You may have to be realistic about the size of your garden, but you can certainly start your garden journey.
Try the 15-minutes-a-day schedule: Commit to going out to the garden for 15 minutes a day. This keeps gardening part of the daily routine, even when you’re inclined to put it off. (I always want to put things off until I have a big block of uninterrupted time, which rarely comes).
The 15-minutes-a-day practice eases anxiety about what “should” be happening in the garden and connects you to the joy of growing.
Small steps made consistently will eventually lead you to your goals.
Part-time gardeners will enjoy these articles for more tips to manage time and prevent garden overwhelm:
- Want to Be a Micro-Farmer? 6 Tips for Success
- 7 Ways to Start a Homestead (Without Being Overwhelmed)
Myth 5: A homestead must have farm animals.
The vision of a traditional farm—with grazing livestock—is a beautiful one, and quite alluring to many micro-homesteaders.
There are traditional farmers who specialize in lettuce, corn, or beef. Therefore, micro homestead gardeners should be content specializing in the crops they enjoy growing. That includes keeping livestock—or not.
Here’s one type of livestock we can all keep: Worms! Check out how to build your own vermicomposting bins.
If you want to keep livestock, make sure you have time to properly research and care for the animals.

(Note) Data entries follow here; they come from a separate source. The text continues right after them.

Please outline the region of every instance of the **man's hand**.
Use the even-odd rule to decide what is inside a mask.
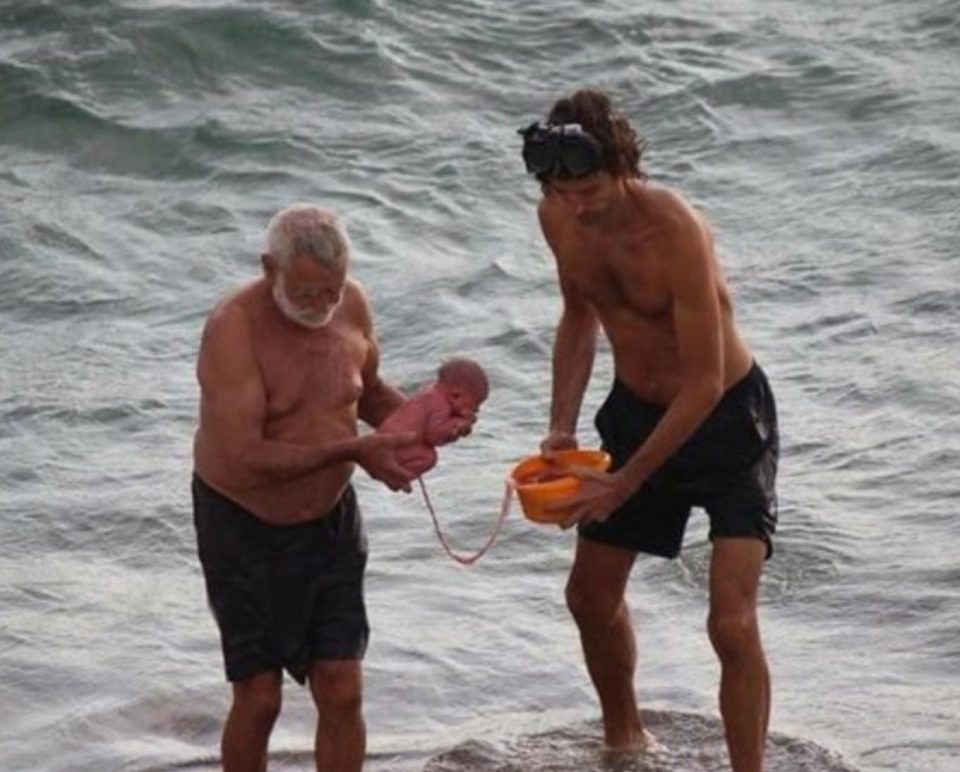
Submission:
[[[569,432],[561,432],[554,429],[540,443],[540,455],[547,461],[551,461],[556,456],[558,450],[576,450],[577,438]]]
[[[400,434],[378,434],[371,432],[357,438],[354,460],[366,470],[374,480],[379,480],[392,491],[410,492],[413,477],[397,463],[394,448],[415,442],[414,432]]]
[[[585,466],[570,466],[563,471],[576,475],[581,482],[580,490],[576,493],[548,506],[551,510],[572,507],[570,516],[560,524],[564,529],[577,523],[602,523],[623,506],[636,490],[616,472],[598,472]]]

Only YOU can start working toward your micro homestead goals. Be grateful for the space you have, and know that it can be surprisingly productive. There isn’t a “typical” micro homestead garden; some will be small, shady, or sloping. Find a way to fit gardening into your busy routine. Hint: The 15-minutes-a-day strategy really works! 😉
The journey to growing food for your family isn’t a straight line or a one size fits all. Don’t let myths of the perfect micro homestead keep you from getting started.
Have you been letting a myth get in the way of your micro homestead dreams?
Love this and your desire to help people move toward using what they do have!
Penny O says
Great article! What about harvesting food that grows near the road? What is your opinion? Do you worry about particulate matter? Thanks.
Hi there! If I lived on a busy road, I may be a bit more concerned with pollution, in which case I would probably opt to plant a pollinator garden instead of an edible garden. But I don’t worry about it on my neighborhood street. Great question 🙂
Just happened upon your blog through pinterest. Sometimes I think about becoming a full time edible gardener/farmer and this makes it sound so tempting!!
Randy Kasper says
We recently moved into a house that has artificial turf in the front :-(. It’s the only area I can really garden. Taking out the artificial turf it’s not really doable at this time. And I don’t even know about the condition of the soil underneath, if it’s been treated or not. So I’ve used retaining stones for a raised bed for herbs and covered the spot with cardboard, plastic sheeting, cardboard and finally landscape fabric. Would you be comfortable eating herbs and edibles grown in this condition? Thanks.
Interesting. I’ve never heard of a lawn being replaced by artificial turf! I’m not sure what your climate is, but your challenge will be the depth of your bed. You’ll have to make it deep enough that the roots of whatever you grow have enough room. I’d say minimum 24 inches, and higher if you can swing it. Your other problem will be drainage during a rain. Perhaps you’re in a desert climate, but water needs to be able to drain so your plants don’t drown. The height of the bed can help. Edibles are probably safe if grown in a deep raised bed, especially if the artificial turf is older.
Dawn Lamm says
All good points and I’ll point out that livestock can include worms, bees and other beneficial invertebrates.
Wendy Edwards says
Omg thank you so much for the inspiration! Sending you warm happy vibrations from Detroit!